Handle image upload with multipart form and nested data

I have the standard Django user model and a profile model that has a oneToone with the user. So the payload for creating the whole thing at once would be:

# models.py
class Profile(models.Model):
  user = models.OneToOneField(User)
  profile_picture = models.ImageField()
  # Other extra profile related information

# serializers.py
class ProfileSerializer(serializers.ModelSerializer):
  user = UserSerializer()
  class Meta:
    model = Profile
    fields = "__all__"

{
  "user": { "first_name": "", "last_name": ""},
  "profile_picture": <file>
}

this of course is sent as a multipart form since it contains image upload. But then you cannot send nested data with multipart form, I guess? I have write extra code to make it work. What’s the standard? Should it be created in multi step requests? So create a user, then create profile and attach image?

I was reading the DRF docs, and I guess I could use MultiParser/FormParser parsers but here’s what Claude says about this:

No, adding FormParser/MultiPartParser explicitly wouldn't help —
and here's why:

The problem is the format, not the parser.

MultiPartParser and FormParser are already the default DRF parsers
for multipart requests.
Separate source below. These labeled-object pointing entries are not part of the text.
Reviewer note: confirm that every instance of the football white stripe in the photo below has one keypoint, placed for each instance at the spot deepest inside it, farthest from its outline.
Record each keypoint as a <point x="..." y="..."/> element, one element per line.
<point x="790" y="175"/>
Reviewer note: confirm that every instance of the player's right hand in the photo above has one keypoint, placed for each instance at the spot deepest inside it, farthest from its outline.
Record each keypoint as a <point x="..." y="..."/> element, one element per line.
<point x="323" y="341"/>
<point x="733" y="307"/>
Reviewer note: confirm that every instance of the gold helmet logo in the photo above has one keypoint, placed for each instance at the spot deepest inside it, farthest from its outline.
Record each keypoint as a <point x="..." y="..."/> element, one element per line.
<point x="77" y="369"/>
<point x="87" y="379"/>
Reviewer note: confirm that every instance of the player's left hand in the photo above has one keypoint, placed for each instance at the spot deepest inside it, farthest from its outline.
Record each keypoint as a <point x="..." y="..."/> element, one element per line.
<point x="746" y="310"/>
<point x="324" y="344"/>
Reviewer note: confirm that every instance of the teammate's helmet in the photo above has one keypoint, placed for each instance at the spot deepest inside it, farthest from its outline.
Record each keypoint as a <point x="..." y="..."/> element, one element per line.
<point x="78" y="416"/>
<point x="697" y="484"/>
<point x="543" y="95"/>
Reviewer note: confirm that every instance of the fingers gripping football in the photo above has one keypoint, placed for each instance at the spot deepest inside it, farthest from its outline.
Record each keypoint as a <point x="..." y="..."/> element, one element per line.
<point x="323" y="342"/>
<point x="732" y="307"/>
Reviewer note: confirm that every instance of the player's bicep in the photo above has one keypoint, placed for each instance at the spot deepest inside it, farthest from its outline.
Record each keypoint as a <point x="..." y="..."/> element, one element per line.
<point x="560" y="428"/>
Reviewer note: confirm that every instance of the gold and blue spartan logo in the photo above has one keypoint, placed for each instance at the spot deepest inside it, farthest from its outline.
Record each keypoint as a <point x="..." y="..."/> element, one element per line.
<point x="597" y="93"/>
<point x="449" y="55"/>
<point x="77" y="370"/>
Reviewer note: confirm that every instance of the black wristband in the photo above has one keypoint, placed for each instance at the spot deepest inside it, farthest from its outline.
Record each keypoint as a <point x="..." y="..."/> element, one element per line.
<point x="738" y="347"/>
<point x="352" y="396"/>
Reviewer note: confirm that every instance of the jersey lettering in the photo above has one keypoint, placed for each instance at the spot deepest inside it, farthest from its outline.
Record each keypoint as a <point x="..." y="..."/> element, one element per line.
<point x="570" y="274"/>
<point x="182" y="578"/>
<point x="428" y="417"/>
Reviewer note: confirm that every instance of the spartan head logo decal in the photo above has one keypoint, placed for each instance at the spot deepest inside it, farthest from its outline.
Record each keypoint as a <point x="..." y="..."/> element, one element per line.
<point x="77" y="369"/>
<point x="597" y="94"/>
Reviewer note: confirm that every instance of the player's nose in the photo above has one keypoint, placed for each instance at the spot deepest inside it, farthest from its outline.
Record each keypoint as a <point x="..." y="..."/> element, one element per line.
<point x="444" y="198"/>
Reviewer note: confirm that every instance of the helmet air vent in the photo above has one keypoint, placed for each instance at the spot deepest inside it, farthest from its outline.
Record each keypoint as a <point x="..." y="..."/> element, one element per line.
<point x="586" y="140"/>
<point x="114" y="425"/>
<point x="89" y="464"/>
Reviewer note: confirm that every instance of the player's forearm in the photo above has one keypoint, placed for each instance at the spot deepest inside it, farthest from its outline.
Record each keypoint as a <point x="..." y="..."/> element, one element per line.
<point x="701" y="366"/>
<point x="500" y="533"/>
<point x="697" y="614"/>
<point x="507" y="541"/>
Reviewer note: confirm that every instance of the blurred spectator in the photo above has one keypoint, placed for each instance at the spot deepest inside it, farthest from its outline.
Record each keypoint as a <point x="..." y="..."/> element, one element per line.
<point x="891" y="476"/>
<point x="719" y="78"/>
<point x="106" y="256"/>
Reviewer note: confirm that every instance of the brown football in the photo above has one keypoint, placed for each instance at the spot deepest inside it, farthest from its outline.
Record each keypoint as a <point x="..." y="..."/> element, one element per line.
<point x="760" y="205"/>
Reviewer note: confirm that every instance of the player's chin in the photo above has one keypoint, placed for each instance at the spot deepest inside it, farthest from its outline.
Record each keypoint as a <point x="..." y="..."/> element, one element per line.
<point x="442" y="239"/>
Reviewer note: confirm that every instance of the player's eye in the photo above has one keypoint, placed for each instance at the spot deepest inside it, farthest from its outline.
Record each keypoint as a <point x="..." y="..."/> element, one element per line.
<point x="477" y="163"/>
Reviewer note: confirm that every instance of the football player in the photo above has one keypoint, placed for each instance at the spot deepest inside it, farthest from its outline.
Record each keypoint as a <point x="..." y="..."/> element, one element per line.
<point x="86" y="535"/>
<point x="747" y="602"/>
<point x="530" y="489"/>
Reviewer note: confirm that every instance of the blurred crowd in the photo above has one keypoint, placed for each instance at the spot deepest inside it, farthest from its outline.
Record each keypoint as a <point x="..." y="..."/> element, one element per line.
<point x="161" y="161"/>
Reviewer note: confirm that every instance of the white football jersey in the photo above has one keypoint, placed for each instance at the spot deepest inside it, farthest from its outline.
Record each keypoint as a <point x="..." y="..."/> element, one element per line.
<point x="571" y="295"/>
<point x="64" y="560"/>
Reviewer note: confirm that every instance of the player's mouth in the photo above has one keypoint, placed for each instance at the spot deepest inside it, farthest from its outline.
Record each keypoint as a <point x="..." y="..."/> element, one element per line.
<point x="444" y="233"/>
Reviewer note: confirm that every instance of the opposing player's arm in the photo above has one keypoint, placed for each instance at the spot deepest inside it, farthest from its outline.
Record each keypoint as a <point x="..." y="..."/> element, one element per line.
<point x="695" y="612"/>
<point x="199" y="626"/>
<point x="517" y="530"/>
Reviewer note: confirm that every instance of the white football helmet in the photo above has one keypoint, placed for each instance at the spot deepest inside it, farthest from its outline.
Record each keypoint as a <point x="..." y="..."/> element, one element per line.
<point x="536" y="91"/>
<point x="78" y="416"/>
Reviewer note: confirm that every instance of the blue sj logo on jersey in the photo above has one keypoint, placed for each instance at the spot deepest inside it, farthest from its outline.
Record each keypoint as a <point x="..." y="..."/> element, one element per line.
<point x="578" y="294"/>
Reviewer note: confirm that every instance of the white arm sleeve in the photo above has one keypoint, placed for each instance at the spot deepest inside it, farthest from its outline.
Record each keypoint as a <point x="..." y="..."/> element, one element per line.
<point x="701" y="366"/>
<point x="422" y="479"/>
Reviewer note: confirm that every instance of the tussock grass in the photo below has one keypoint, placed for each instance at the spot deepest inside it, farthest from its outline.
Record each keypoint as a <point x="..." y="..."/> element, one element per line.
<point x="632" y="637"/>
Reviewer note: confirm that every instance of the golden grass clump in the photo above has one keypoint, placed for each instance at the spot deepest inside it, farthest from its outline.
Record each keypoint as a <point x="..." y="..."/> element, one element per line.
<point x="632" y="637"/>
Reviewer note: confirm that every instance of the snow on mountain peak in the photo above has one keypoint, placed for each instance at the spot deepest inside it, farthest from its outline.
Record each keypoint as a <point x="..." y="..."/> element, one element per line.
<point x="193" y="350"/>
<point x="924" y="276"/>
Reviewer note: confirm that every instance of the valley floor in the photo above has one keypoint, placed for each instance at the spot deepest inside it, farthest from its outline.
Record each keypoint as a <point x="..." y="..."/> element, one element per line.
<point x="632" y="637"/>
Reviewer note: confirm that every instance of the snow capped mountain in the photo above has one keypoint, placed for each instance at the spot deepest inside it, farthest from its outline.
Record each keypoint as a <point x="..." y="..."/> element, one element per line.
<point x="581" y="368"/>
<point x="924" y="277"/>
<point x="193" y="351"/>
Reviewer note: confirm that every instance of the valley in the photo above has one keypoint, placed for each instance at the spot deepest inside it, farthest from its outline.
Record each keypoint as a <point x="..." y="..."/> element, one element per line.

Adding them explicitly changes nothing. The
fundamental limitation is that multipart/form-data is a flat
key=value format — it has no concept of nesting. When the browser
serializes a form, it can only produce things like:

 email=teacher@x.com
 professional_title=Therapist

There's no standard way to represent { "user": { "email": "..." } }
in a flat form. The parser faithfully reads what the HTTP spec says
— a flat structure — and produces a QueryDict. No parser can
reconstruct nesting that wasn't there.

So _coerce_data IS necessary when you have both a file + nested
data. The contract is: frontend sends user as a JSON.stringify()'d
string, backend parses it. That's the only clean way.

The real simplification would be to split it into two requests:

 1. POST /teachers/ with application/json → creates user + profile 
(no file, JSON handles nesting natively, _coerce_data not needed)
 2. PATCH /teachers/{id}/ with multipart/form-data → uploads 
profile_picture only (no nesting needed)

That's arguably cleaner UX too — you'd create the teacher first,
then optionally upload a photo.

Is this correct and the standard?

Please let me know if you require further clarification. I understand my question isn’t too clear.

Yes, the LLM gave you good feedback. I would likely do the same. Separate the file upload to a different API endpoint from the rest of the data.

No, the LLM answer is not accurate.

This is not described in the DRF documentation but the DRF serializers detect html-like input and unflatten such input to recreate the nested serializers structure: see django-rest-framework/rest_framework/utils/html.py at main · encode/django-rest-framework · GitHub

So, your example can be handled with multipart/form-data content type using the following form fields:

  • user.first_name

  • user.last_name

  • profile_picture

However, this is neither documented, nor it is a standard, so it’s up to you to stick with this DRF specific grammar or not.

Oh, good find! I had not run across that before.